If passed, SB 2087 requires most public bodies, including state agencies, to live-stream official meetings on their websites. Families have shared that they would like to attend state agency public meetings, such as the Medicaid Medical Care Advisory committee or the Board of Mental Health meeting, but cannot due to work or childcare demands. Therefore, we believe this proposed law would strengthen family-driven practice in Mississippi because families would “have access to accurate, understandable, and complete information necessary to set goals and to make informed decisions.” The bill also appears to be consistent with Families as Allies’ core goal of accountability, which states: “We will be open and honest with you about our organization and help you get information from the systems that serve your child.”

SB 2087 has been referred to two committees in the House: Accountability, Efficiency, Transparency and Judiciary, Division A. This process is called a double referral. A double referral can happen if a bill is related to two different committees. It can also occur if there is interest in making the bill harder to pass. If you support this bill, it must get voted out of the first committee quickly. Representative Randy Boyd chairs the Accountability, Efficiency, Transparency committee. You can leave him a message at (601) 359-3770 if you have feedback about SB 2087 coming out of committee.

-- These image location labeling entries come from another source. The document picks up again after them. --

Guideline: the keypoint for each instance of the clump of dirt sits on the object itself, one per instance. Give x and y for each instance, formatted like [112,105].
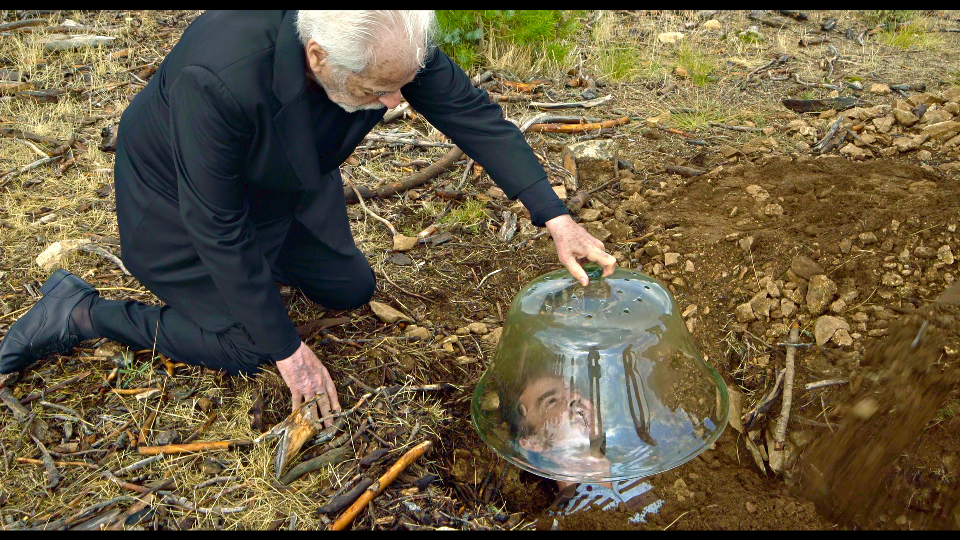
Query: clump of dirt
[905,383]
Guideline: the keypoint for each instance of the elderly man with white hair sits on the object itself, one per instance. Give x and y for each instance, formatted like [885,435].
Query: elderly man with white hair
[227,181]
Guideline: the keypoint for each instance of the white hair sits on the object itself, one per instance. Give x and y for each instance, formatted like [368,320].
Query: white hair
[353,38]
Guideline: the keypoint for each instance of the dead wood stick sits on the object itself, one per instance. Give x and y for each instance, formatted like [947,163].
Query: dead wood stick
[22,24]
[780,434]
[53,475]
[409,182]
[196,433]
[571,105]
[341,501]
[399,139]
[688,172]
[577,128]
[32,461]
[329,458]
[388,477]
[138,465]
[371,213]
[191,447]
[184,503]
[43,393]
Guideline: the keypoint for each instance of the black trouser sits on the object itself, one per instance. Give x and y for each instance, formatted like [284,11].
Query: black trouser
[326,277]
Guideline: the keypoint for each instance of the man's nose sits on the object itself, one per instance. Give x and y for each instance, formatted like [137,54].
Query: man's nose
[391,100]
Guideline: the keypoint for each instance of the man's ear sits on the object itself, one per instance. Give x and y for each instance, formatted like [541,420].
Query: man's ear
[316,56]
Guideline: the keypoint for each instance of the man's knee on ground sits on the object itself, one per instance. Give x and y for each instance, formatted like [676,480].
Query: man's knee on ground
[356,293]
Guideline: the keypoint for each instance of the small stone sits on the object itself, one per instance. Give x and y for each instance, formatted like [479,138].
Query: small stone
[388,314]
[478,328]
[891,279]
[945,255]
[867,238]
[820,293]
[805,267]
[414,331]
[744,312]
[905,118]
[826,326]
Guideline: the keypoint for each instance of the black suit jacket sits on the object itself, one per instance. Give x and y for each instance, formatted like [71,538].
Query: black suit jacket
[223,133]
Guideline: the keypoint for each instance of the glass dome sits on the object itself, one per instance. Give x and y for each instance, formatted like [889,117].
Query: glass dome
[598,383]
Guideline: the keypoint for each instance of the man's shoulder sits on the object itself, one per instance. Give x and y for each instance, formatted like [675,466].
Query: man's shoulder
[218,40]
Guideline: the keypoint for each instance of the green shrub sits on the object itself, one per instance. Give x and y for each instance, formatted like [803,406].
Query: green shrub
[463,34]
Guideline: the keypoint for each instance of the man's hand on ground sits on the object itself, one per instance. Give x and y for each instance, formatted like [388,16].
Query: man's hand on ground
[575,245]
[307,377]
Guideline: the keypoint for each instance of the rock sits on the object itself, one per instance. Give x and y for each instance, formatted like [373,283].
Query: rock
[414,331]
[744,312]
[787,307]
[820,293]
[618,231]
[868,238]
[404,243]
[67,42]
[773,210]
[907,144]
[905,118]
[758,145]
[853,151]
[941,130]
[892,279]
[826,326]
[388,314]
[945,255]
[842,338]
[597,230]
[805,267]
[478,328]
[56,254]
[670,37]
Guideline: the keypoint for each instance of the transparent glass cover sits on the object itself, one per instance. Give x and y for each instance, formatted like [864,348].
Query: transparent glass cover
[598,383]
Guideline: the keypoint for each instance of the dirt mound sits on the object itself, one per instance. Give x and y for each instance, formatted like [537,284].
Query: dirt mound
[905,383]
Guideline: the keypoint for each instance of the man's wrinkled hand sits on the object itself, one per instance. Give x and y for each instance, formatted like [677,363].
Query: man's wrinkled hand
[575,245]
[306,377]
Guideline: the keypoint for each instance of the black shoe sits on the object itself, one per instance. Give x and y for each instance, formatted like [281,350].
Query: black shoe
[46,328]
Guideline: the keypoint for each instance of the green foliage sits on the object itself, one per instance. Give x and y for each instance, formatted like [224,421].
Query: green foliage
[891,17]
[462,33]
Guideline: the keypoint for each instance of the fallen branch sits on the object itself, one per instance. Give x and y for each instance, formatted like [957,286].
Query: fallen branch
[409,182]
[412,455]
[780,434]
[192,447]
[571,105]
[333,456]
[577,128]
[399,139]
[371,213]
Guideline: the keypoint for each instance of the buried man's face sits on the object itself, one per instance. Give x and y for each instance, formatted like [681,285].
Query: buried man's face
[556,418]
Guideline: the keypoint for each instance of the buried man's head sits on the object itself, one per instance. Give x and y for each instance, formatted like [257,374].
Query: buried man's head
[361,59]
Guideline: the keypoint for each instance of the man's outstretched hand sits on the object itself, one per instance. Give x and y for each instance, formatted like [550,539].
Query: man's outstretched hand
[307,377]
[575,245]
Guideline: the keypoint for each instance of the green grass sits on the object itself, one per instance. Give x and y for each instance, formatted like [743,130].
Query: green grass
[911,36]
[465,34]
[701,67]
[619,64]
[468,215]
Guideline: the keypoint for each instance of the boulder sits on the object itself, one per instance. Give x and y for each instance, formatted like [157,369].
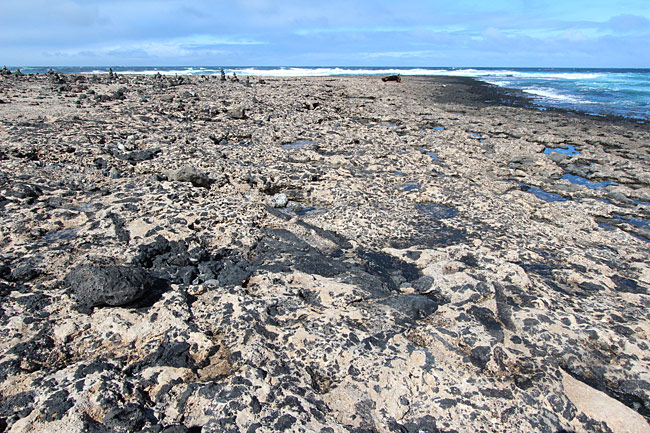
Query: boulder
[112,285]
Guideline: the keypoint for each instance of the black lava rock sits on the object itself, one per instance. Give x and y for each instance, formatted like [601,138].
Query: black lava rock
[107,285]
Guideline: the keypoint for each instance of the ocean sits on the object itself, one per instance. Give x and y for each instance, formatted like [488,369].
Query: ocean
[598,92]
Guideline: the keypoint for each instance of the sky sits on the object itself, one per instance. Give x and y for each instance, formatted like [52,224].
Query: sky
[452,33]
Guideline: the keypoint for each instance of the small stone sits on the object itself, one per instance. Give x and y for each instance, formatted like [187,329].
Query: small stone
[295,206]
[237,112]
[278,200]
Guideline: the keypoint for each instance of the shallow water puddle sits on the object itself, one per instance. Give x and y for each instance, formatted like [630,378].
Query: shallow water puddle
[408,187]
[87,207]
[60,235]
[475,135]
[570,150]
[578,180]
[436,211]
[542,195]
[639,222]
[297,144]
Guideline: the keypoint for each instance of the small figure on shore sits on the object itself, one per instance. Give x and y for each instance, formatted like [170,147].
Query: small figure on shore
[396,78]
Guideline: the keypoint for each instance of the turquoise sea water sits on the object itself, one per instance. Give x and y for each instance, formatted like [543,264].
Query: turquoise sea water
[620,92]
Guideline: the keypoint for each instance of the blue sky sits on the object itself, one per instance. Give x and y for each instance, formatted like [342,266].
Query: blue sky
[516,33]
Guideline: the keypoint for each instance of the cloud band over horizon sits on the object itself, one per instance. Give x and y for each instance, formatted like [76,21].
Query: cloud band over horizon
[318,33]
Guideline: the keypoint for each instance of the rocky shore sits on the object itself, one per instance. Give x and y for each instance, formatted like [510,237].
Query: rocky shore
[193,254]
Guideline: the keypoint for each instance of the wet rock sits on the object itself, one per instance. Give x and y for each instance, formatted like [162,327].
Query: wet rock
[95,286]
[141,155]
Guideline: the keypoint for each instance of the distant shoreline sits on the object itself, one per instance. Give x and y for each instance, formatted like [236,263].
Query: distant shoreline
[597,92]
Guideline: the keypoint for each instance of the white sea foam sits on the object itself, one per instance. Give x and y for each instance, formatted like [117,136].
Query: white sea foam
[547,93]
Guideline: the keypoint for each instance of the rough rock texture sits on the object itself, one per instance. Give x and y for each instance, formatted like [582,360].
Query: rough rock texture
[107,285]
[442,262]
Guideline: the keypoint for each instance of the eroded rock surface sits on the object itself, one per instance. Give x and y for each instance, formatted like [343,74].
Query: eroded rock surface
[190,254]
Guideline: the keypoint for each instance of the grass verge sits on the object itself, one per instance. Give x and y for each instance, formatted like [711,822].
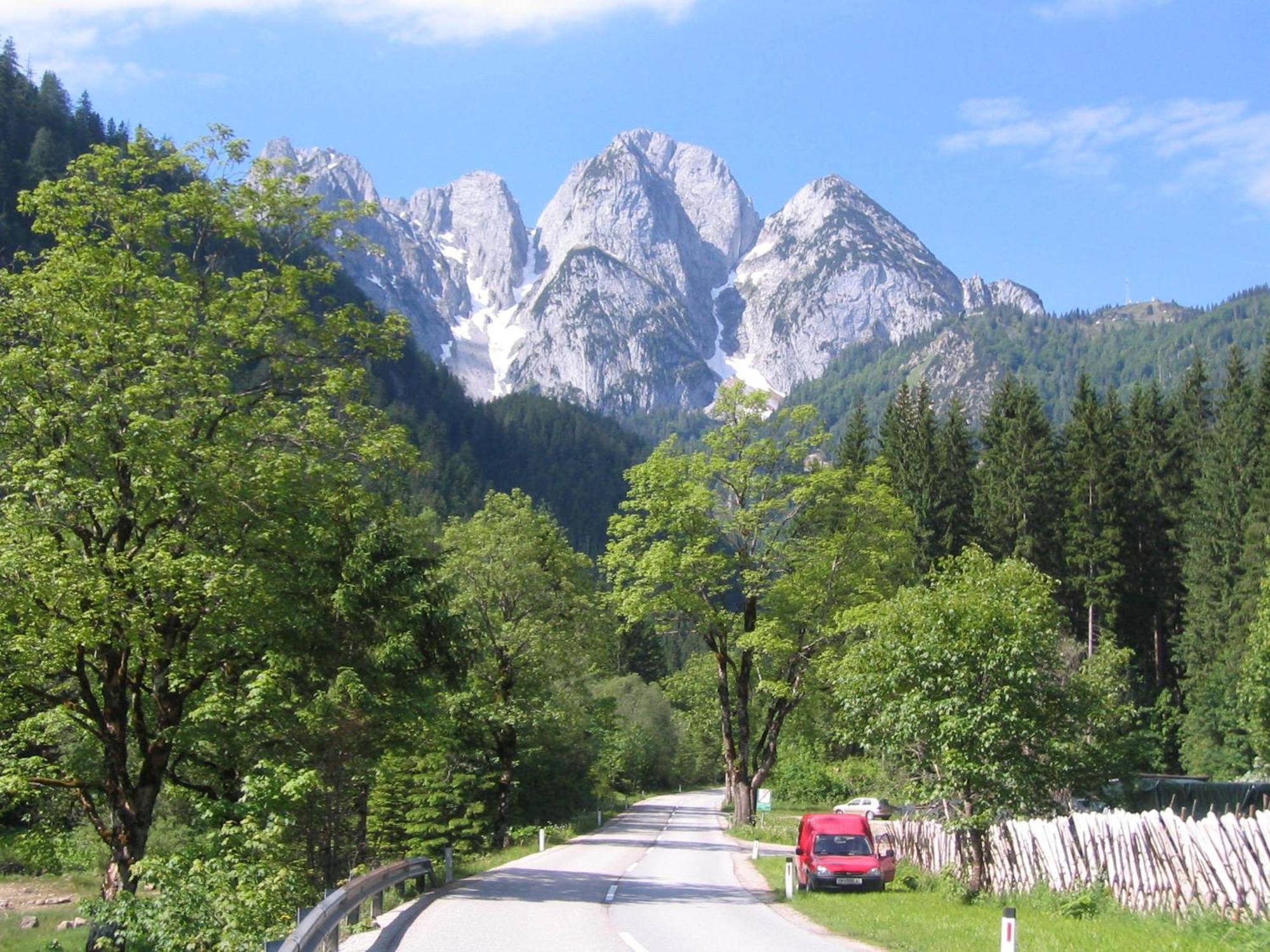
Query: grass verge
[13,939]
[926,916]
[528,842]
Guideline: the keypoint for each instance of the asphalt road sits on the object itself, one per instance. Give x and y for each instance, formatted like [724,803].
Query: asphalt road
[658,879]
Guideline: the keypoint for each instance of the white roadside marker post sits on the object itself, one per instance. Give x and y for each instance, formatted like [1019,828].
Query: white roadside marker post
[1009,930]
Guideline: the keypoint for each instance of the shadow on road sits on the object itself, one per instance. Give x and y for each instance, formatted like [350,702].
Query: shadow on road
[566,887]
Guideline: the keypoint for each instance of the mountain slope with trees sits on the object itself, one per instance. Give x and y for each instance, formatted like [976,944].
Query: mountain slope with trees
[968,356]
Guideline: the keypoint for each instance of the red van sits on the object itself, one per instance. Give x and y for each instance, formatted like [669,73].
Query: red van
[839,851]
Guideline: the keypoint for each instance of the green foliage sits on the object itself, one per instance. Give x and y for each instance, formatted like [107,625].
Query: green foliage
[1117,347]
[435,797]
[966,684]
[567,459]
[234,884]
[1254,689]
[1018,491]
[639,750]
[759,550]
[40,134]
[182,435]
[529,607]
[1095,513]
[1220,602]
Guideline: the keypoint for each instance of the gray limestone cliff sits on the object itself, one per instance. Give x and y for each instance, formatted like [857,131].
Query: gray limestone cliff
[648,280]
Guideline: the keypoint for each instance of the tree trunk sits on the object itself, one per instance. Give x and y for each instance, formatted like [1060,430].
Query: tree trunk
[979,864]
[505,748]
[744,803]
[1159,645]
[131,803]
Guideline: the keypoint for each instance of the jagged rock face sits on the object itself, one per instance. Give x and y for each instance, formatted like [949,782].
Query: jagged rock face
[608,338]
[979,295]
[438,258]
[476,221]
[830,268]
[1010,295]
[655,213]
[648,281]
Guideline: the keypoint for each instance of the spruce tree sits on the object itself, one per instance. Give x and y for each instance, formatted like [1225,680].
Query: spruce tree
[855,446]
[1095,510]
[1158,493]
[1212,642]
[956,480]
[909,444]
[1017,496]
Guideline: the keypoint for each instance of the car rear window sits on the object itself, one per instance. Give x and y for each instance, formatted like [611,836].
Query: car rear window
[841,845]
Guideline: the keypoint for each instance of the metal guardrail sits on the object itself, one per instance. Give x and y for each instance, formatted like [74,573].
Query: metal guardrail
[316,925]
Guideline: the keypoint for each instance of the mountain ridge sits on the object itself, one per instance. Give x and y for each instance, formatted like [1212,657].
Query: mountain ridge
[693,286]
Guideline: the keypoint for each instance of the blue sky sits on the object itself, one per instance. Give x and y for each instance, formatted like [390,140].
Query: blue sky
[1066,144]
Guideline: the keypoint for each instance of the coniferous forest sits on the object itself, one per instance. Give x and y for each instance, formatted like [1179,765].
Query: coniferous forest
[280,604]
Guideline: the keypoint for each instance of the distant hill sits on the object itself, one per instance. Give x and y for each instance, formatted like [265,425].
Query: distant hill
[1118,346]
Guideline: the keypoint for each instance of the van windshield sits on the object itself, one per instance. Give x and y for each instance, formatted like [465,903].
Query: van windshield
[841,845]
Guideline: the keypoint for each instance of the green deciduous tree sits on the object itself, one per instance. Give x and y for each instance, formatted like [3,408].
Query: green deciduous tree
[1018,493]
[755,548]
[967,684]
[1095,512]
[1219,609]
[529,606]
[176,411]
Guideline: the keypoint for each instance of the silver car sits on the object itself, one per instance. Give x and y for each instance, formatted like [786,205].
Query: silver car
[869,808]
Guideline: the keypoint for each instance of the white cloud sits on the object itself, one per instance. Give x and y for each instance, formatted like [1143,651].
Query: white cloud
[1194,142]
[426,21]
[83,41]
[1090,10]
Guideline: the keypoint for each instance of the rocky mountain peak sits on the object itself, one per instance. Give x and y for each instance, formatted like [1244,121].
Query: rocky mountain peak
[650,277]
[336,176]
[477,223]
[979,295]
[830,268]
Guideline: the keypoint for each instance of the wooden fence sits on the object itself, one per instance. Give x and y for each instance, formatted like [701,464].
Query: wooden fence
[1151,861]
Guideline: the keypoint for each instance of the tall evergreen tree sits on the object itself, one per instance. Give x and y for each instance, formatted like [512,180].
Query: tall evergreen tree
[1158,493]
[1094,477]
[855,446]
[1017,497]
[956,480]
[1212,642]
[909,439]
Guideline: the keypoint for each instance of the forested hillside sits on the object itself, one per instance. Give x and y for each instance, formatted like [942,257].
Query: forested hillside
[566,458]
[1150,512]
[40,133]
[1117,346]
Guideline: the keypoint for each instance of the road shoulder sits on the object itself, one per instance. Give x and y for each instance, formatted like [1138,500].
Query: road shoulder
[756,884]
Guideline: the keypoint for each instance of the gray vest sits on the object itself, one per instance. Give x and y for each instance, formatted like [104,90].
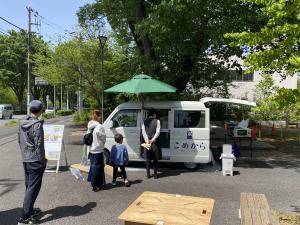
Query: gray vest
[150,127]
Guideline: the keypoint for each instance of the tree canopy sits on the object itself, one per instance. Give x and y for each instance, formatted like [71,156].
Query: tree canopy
[174,40]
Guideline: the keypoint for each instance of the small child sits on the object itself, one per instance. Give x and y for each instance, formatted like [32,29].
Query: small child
[119,158]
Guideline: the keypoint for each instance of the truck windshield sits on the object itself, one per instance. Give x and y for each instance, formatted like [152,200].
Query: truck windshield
[189,119]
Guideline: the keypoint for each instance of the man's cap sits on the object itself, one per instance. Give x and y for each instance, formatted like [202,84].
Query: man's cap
[151,111]
[35,105]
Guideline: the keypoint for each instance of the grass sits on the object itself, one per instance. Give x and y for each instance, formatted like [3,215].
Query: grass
[12,123]
[287,218]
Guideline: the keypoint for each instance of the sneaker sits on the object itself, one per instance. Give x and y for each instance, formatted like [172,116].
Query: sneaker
[127,183]
[30,220]
[36,212]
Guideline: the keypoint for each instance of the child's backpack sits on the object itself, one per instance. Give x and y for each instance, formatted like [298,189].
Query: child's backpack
[88,138]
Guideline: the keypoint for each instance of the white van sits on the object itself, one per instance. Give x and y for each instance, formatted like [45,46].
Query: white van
[184,136]
[6,111]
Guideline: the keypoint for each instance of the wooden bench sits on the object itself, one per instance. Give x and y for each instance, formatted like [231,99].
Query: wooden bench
[255,210]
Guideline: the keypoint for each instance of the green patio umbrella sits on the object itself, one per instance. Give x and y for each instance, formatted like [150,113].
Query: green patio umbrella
[141,84]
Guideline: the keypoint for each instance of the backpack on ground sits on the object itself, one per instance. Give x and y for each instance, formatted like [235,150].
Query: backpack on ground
[88,138]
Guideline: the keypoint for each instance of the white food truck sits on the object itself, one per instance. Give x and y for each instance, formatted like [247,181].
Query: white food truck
[184,135]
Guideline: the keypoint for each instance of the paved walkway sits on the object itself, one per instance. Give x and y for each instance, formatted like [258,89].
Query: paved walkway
[68,201]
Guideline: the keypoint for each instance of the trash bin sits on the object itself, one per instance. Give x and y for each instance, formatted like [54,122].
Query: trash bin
[227,160]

SB 2865 is “an act making an appropriation from the coronavirus state fiscal recovery fund to the Department of Mental Health for the purpose of assisting with behavioral and mental health needs exacerbated by the covid-19 public health emergency, responding to other public health impacts, assisting community mental health centers, and other operational expenses allowable under the American rescue plan act; and for related purposes.” This bill allocates $104 million in COVID relief funds to the Department of Mental Health (DMH).

Along with other organizations, Families as Allies sent a letter to legislative leadership with these recommendations about SB 2865:

  1. Use the funds to strengthen the infrastructure to sustain the system over time rather than add services for a few short years.
  2. Create a stakeholder committee to advise and monitor the DMH on how they use these funds.
  3. Ensure that any recommendations related to the children’s system are coordinated through the Interagency Coordinating Council for Children and Youth.
  4. Require the DMH to regularly report to the legislature and the stakeholder group about the use of the funds and their outcomes.
  5. Support the stakeholder group to coordinate its plans with the Office of the Coordinator of Mental Health Accessibility and Dr. Michael Hogan, the monitor in the lawsuit.

Families as Allies believes these recommendations are consistent with our core value of accountability, the Mississippi state law about the system of care for children’s mental health and the definition of family-driven practice.

Family-driven means: “Families have the primary role in decisions regarding their children as well as the policies and procedures governing the well-being of all children in their community, state, tribe, territory and nation. This includes, but is not limited to … Partnering in decision-making at all levels … Families and youth, providers, administrators, and policymakers accept and support willingly and enthusiastically shared decision-making and responsibility for outcomes, as evidenced by: Families and family-run organizations provide direction for policy decisions that impact funding, supports, and services, including the right of families and youth to have a meaningful voice at the individual and policy level.”

SB 2865 was referred to the House Appropriations Committee on February 2. Because it is an appropriations bill, it does not have to be voted out of committee until March 17 but could be acted on in committee earlier. Representative John Reed chairs the House Appropriations Committee. Messages for him can be left through the Capitol switchboard (601) 359-3770.

The Mississippi House and Senate are both live-streamed. Senate committee meetings are live-streamed as well. The link to join is at the top of the Senate committee agenda schedule.